- Genre: Jazz
- Dates: September
- Location(s): Savannah, Georgia
- Coordinates: 32°08′09″N 81°09′12″W﻿ / ﻿32.13583°N 81.15333°W
- Years active: 1981–present
- Website: savannahjazz.org

= Savannah Jazz Festival =

Annual music festival in Georgia, U.S.

The Savannah Jazz Festival is an annual celebration of jazz music located in Savannah, Georgia, United States. It takes place for eight days during the last full week in September each year. Events and performances take place in various venues throughout the city, culminating in three days at the historic Forsyth Park. Admission to the event is free.

The Festival is organized by the Coastal Jazz Association (CJA) with funding provided by the City of Savannah Department of Arts and Culture and Historical Resources, as well as other sponsors and CJA members.

==Coastal Jazz Association==

In 1979, Teddy Adams, Ben Tucker, Randall Reese, Tom Glaser, and Ken Palmer started the Telfair Jazz Society. This went on to become the Coastal Jazz Association (CJA) in 1981.

According to the official Savannah Jazz Festival's website, “The CJA, which is a grassroots non-profit organization that was formed in 1981 in Savannah, Georgia to help Jazz flourish in the Coastal Empire by inspiring Jazz education through various scholarships, by fellowship with other musicians with shared interests and also sponsoring live performances within the city.
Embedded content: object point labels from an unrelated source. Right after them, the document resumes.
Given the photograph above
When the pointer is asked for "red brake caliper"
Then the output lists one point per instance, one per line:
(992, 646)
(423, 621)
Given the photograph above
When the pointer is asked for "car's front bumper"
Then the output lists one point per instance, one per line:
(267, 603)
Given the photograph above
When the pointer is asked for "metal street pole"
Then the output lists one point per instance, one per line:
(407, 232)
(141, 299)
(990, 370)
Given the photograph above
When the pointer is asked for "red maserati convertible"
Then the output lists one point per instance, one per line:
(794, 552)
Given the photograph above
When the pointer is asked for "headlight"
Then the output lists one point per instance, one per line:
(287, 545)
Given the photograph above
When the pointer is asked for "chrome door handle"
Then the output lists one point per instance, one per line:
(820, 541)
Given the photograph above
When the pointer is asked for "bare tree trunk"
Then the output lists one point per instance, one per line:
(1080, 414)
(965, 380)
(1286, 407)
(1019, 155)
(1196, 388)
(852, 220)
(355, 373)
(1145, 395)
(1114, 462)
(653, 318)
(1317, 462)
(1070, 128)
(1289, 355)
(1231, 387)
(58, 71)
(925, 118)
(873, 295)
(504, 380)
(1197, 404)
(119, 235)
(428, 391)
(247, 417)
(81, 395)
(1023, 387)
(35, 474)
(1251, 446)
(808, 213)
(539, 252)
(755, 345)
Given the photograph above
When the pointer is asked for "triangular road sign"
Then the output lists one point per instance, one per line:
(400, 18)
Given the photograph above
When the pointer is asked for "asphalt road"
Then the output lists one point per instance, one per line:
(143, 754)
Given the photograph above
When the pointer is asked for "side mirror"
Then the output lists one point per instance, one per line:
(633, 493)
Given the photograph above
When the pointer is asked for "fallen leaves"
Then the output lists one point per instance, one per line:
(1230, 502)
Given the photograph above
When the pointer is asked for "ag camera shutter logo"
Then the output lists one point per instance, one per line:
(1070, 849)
The CJA is responsible for the annual Savannah Jazz Festival, provides assistance to local jazz artists in need and also hosts the Savannah Jazz Hall of Fame.”
==Origins of the Savannah Jazz Festival==

The first Savannah Jazz Festival was held at Grayson Stadium on October 1, 1983, as a way for the late Ben Tucker to support those interested in learning more about jazz.
It is a 501(c)3 not-for-profit organization which aims is to "inspire and grow audiences in the love of jazz music."